Acordei com o gato Sebastião, mimado, a pedinchar mimo a horas indecentes da manhã. Levantei-me, espreitei a rua, estava escuro e frio, ainda tinha mais uma hora para dormir, voltei a deitar-me. Na cama, a Matilde já dera uma volta completa a dormir, assim que me deito, encaixa a cabeça debaixo do meu braço, o nariz quase toca a minha cintura. Há noites que se tem encaixado assim. Aos pés da cama dois gatos já ronronam. A gata aninha-se nas pernas do André, que esta noite foi delegado ao colchão no chão para dar espaço às acrobacias nocturnas da bébé.
Estico o meu braço, com a mão aconchego-lhe o fundo das costas, odeia ser tapada e geralmente acorda quando o faço, mas sei que se sente confortável quando a abraço assim.

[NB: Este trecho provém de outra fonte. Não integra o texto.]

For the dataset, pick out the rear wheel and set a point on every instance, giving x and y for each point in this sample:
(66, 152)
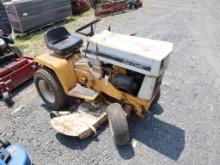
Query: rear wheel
(118, 124)
(50, 89)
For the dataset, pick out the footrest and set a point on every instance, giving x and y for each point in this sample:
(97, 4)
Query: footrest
(83, 93)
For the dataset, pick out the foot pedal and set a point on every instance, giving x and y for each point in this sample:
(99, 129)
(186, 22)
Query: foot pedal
(83, 93)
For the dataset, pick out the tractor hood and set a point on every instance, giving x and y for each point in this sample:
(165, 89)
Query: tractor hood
(146, 56)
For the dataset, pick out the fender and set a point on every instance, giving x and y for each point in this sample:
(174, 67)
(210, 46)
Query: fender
(63, 68)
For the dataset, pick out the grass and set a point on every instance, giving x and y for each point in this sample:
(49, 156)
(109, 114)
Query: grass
(33, 45)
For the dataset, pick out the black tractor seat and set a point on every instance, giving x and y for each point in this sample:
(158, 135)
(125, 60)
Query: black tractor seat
(61, 41)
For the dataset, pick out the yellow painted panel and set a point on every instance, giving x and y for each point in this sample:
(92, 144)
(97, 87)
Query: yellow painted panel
(64, 69)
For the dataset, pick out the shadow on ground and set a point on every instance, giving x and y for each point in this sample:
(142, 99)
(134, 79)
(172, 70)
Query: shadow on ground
(163, 137)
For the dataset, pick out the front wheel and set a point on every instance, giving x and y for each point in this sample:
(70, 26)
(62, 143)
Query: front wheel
(50, 89)
(118, 124)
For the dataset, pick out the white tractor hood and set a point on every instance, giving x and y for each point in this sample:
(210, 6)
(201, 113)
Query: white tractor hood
(146, 56)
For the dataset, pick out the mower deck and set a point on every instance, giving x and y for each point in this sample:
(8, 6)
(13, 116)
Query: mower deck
(82, 122)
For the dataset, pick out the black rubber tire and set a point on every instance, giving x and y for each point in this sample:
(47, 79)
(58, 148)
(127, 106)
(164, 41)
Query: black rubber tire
(118, 124)
(4, 142)
(156, 98)
(52, 81)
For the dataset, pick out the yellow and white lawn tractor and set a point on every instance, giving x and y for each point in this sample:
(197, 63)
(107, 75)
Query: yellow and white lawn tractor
(112, 76)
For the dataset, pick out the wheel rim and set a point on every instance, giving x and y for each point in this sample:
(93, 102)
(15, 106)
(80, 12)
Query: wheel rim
(47, 91)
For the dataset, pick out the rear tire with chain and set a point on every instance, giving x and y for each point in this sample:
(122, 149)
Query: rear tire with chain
(118, 124)
(50, 89)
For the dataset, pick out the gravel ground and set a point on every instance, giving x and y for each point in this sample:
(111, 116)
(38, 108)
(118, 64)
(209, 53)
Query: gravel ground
(185, 128)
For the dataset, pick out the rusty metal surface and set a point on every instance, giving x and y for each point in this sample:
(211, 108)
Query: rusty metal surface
(82, 122)
(109, 8)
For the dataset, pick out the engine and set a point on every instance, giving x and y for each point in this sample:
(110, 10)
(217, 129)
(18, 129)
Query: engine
(123, 79)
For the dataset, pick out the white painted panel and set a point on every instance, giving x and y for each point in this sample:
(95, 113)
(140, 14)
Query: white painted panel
(147, 88)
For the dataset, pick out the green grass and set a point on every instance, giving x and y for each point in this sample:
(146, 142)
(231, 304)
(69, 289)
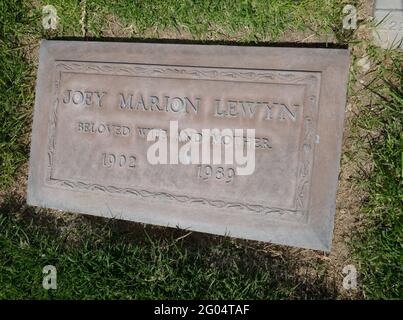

Como era a vida antes dela chegar? Penso. Há dias em que sinto muitas saudades da Inês (das várias) que fui, dias em que questiono a decisão de querer ser mãe, principalmente nos dias em que maternar é demasiado doloroso (quando não?!). Quando o choro é dilacerante, quando as horas parecem não passar, quando todas as decisões parecem erradas.
Depois sinto o seu pequeno corpinho junto ao meu, o seu respirar, escuto o seu gargalhar, a forma como já responde ao que lhe pergunto, as relações que tece a seu redor, a forma como se move no mundo. De súbito, o passado já foi. Guardado num louceiro, à vista do recordar, mas longe o suficiente para dar espaço a este futuro que me entra de rompante peito adentro a cada despertar.
Vou levantar-me dentro de pouco tempo, iremos abrir juntas as janelas à manhã, dizer adeus aos autocarros amarelos que já passam lá em baixo e, com sorte, passará um comboio que levará com ele uma gargalhada da Matilde e um "não há" assim que a última carruagem desaparecer por detrás dos prédios.